Estudiantes tuvo una noche copera especial. De esas que quedarán grabadas en la memoria de todos los hinchas. No tanto por el rival ni por el resultado, aunque por supuesto era importante y crucial para continuar en el certamen internacional, sino porque agasajó y homenajeó a uno de sus máximos ídolos a lo largo de toda su historia: Juan Ramón Verón.
La Bruja tuvo su merecido reconocimiento tras una vida entregada al club. Los hinchas afuera, batallando contra el frío y cantando por el héroe de Manchester, y los jugadores adentro, cumpliendo con su tarea, superando a Carabobo sin sobresaltos, como era de esperar, y clasificando a los octavos de final como primero del Grupo A, por encima de Botafogo que le ganó a la U de Chile en Brasil.

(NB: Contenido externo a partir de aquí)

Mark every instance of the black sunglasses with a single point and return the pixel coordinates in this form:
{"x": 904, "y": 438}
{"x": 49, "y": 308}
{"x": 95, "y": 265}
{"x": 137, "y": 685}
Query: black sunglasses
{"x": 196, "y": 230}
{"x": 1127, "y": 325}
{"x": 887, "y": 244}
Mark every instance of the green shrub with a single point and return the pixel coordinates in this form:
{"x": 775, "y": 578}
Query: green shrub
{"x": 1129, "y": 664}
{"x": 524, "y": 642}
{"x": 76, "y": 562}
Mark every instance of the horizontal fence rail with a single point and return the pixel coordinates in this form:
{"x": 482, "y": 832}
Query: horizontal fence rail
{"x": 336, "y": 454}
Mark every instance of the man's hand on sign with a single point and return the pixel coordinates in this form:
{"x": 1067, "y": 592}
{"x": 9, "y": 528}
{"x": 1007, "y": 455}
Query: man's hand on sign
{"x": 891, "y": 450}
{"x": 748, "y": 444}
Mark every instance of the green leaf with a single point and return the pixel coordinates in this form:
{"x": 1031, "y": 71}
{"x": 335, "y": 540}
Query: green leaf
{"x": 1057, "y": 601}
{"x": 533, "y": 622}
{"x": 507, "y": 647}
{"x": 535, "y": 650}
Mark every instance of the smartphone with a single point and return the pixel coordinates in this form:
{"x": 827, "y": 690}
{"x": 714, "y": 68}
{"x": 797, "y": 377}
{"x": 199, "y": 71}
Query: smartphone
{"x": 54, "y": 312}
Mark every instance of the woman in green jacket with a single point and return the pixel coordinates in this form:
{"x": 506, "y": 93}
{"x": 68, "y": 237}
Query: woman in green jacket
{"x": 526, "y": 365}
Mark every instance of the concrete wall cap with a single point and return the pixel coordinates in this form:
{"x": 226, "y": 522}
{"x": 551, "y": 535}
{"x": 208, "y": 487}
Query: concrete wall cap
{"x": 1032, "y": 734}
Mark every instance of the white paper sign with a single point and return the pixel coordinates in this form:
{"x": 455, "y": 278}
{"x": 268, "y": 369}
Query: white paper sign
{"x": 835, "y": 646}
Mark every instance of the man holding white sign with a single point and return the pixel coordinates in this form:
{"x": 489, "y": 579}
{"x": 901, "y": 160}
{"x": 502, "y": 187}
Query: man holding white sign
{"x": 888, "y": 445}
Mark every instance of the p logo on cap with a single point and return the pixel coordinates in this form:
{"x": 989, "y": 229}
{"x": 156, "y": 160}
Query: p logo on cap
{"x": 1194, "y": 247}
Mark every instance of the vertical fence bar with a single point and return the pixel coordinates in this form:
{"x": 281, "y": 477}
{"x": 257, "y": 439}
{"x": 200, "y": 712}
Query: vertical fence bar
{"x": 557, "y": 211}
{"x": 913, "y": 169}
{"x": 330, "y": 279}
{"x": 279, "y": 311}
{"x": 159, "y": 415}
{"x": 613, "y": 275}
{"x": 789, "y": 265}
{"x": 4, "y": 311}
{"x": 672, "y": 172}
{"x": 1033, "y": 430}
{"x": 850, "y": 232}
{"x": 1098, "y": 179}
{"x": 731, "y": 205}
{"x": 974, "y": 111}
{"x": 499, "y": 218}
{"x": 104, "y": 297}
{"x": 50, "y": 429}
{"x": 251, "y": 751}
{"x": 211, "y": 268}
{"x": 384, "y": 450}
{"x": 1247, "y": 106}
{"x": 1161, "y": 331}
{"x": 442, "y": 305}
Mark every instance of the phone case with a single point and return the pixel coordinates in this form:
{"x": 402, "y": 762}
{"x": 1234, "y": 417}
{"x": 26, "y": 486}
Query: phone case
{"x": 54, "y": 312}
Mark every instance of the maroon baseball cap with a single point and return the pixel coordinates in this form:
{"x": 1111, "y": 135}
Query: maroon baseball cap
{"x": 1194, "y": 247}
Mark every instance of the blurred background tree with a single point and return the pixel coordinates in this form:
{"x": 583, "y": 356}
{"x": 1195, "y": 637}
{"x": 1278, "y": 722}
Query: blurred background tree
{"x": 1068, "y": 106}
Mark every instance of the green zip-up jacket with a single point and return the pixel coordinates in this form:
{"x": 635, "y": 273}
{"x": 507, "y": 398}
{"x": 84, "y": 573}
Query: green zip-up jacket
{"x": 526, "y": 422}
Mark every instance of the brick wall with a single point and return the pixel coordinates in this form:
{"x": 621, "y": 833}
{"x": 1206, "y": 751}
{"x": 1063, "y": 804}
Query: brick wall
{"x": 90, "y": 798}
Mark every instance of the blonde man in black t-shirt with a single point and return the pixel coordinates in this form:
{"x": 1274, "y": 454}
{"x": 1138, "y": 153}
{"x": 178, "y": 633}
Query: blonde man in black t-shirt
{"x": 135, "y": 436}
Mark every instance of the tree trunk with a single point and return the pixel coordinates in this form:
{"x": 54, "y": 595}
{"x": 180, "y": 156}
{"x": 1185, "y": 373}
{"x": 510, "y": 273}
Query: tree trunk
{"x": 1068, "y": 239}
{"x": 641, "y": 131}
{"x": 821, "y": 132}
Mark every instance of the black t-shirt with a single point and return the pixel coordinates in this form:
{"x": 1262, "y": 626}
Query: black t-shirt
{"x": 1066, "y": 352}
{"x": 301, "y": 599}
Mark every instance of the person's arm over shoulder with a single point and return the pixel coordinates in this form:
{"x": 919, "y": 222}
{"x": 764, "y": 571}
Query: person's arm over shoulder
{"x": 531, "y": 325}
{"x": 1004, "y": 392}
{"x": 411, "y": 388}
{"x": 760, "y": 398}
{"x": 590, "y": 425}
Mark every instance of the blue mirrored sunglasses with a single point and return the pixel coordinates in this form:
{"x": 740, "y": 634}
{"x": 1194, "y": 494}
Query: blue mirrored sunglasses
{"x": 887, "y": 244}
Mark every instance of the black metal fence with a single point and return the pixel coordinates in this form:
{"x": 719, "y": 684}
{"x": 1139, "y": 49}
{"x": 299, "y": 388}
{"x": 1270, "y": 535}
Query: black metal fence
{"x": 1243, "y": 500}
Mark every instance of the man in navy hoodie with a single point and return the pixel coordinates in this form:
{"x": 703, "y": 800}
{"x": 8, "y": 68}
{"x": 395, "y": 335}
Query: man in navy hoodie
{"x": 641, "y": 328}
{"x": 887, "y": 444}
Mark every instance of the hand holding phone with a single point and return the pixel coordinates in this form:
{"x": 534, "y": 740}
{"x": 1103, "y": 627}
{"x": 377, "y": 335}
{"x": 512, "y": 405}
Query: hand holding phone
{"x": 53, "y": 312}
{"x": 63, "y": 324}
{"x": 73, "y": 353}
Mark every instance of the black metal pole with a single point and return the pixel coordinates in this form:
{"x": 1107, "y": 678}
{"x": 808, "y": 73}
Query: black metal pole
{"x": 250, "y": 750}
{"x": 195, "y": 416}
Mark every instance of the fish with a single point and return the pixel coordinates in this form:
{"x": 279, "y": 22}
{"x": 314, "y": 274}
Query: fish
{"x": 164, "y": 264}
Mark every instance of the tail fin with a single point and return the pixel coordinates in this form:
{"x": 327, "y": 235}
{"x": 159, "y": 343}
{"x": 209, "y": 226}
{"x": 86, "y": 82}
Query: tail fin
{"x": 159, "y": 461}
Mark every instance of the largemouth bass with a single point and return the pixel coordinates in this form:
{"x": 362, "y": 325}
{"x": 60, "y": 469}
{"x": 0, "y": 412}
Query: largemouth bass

No fue una noche sencilla. Había que dejar de lado lo externo y meterse en el partido. Y lo hizo. Había que romper el cero, quizás el paso más difícil de lograr pensando en superar a este tipo de rivales, que sintiéndose inferiores suelen cerrarse y replegarse en el fondo. Y también lo hizo. Rápidamente, casi al minuto 11.

Todo ello de destrabó con el golazo de Edwuin Cetré a los 10 de la primera mitad, un grito de gol que se unió al homenaje a la Bruja y que terminó por generar el clima de partido que suele tener el Estadio de UNO. A partir de allí, el Pincha dominó a su gusto, manejó la pelota, los tiempos del partido e incluso amplió la ventaja mediante Giménez antes del entretiempo.
En el complemento reguló. No se desesperó por transformar la victoria parcial en goleada y se centró en controlar y no desgastarse. El partido se rompió, no hubo mediocampo, y la visita se la jugó en ataque, aunque en ningún momento logró incomodar a Mansilla.
Fue victoria, fue clasificación y fue homenaje. Una noche de copa redonda, que deposita a Estudiantes en octavos de final como primero del Grupo y que agasajó merecidamente a una leyenda, a un emblema como Juan Ramón Verón. Para un ídolo que levantó tres Libertadores, su adiós no podía ser de otra manera.